Another interesting turn in the conversation was use of the social media space and user maturity in understanding what can be said and what should be shared. There was a sentiment in the room that frequent users are being conditioned to share inappropriately; that his or her privacy filter has disintegrated. The moderator noted that the next iteration of social media will be more about improving human-to-human interfaces rather than human-to-computer interfaces.
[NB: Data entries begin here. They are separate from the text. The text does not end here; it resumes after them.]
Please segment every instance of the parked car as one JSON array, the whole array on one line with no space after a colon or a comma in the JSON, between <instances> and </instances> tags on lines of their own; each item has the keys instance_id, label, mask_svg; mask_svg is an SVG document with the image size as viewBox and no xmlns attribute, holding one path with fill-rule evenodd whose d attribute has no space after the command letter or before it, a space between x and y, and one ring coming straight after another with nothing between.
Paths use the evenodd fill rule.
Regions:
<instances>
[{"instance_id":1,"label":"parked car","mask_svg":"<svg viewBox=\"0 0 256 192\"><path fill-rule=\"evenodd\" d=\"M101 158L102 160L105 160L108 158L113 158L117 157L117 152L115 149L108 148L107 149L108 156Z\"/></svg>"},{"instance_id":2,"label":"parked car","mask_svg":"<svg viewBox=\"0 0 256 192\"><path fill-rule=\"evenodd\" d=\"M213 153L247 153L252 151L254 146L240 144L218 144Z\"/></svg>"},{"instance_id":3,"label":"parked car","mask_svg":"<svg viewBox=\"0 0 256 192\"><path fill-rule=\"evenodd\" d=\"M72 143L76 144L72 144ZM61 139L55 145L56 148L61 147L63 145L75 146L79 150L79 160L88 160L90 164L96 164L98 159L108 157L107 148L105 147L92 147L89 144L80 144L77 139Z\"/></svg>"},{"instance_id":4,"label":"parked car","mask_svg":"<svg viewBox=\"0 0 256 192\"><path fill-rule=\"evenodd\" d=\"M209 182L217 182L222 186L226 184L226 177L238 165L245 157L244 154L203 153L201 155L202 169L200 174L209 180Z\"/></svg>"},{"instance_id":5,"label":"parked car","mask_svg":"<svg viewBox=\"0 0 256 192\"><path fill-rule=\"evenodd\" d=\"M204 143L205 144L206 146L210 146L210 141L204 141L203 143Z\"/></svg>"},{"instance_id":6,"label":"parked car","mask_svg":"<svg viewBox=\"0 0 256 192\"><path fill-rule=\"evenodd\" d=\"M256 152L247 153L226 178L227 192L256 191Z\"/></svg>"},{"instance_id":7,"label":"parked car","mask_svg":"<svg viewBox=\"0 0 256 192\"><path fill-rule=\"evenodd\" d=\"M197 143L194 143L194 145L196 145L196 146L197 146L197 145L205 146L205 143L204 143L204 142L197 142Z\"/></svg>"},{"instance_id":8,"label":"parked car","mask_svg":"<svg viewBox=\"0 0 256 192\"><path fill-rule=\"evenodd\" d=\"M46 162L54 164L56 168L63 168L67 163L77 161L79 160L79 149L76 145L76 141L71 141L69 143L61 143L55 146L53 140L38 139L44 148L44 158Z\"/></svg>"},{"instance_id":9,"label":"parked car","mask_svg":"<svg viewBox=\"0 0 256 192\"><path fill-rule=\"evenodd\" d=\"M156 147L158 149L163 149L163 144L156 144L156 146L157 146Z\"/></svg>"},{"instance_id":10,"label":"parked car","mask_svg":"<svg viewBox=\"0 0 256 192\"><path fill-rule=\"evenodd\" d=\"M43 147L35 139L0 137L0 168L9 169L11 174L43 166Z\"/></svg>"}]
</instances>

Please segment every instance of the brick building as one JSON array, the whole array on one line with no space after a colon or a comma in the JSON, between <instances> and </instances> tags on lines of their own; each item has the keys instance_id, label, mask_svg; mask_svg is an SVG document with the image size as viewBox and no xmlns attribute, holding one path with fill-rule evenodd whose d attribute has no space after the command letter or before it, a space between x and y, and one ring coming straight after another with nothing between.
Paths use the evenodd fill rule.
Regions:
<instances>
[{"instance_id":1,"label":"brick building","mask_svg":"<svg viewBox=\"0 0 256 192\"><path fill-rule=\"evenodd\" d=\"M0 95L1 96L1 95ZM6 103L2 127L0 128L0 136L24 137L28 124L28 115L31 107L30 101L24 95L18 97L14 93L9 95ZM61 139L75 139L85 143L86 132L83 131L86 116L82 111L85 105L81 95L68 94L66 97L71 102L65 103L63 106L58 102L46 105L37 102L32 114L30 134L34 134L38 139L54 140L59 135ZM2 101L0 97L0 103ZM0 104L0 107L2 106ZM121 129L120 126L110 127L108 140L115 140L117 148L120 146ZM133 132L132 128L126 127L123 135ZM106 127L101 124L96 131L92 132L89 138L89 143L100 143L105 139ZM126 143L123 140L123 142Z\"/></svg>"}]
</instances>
“Time + Social + Location. What’s Next In Mobile Experiences?” was, by far, the most engaging session of my day. It was at last year’s SXSW that FourSquare took off, so it is fitting this year that there is a lot of discussion about location-based applications. In fact, there are eight sessions over the five-day festival where location-based applications will be discussed. It was standing room only in this panel-led session and a poll of the attendees revealed that almost everyone in the room had “checked in” with at least one service, and many people had checked in with two or more. Services, or applications, used included FourSquare, Gowalla, Loopt and Twitter (which just launched its location-based feature in the last couple of days), among a smattering of others. Location-based applications are services that allow the user to update his or her status (much like Twitter or Facebook), but attach a very specific location to that update, either with a dot on a map, a longitude and latitude reading, or a location defined and named by the users (a restaurant, retail location, ballroom at a convention center, etc.).
The big question about location-based updates: is it creepy and dangerous to announce your exact location to the world? The simple answer: no. The panelists quickly dismissed sites like Please Rob Me as irrelevant to the discussion because, in truth, we have been announcing our locations for years using Twitter and Facebook. By defining the location, we are creating a database for future reference of that location. We are giving those locations more meaning by being able to walk into that location at a later date and know not only who has been there before, but what they did there and what they thought about that location. The social power of location-based applications is in knowing where friends have been, not in where they are right now.
An additional twist to the location-based applications is that they award participants points for their check-ins. Frequent updating of status becomes a game, with users attempting to out-score people they have never met and reap the reward of badges and mayorship of locations where they check-in.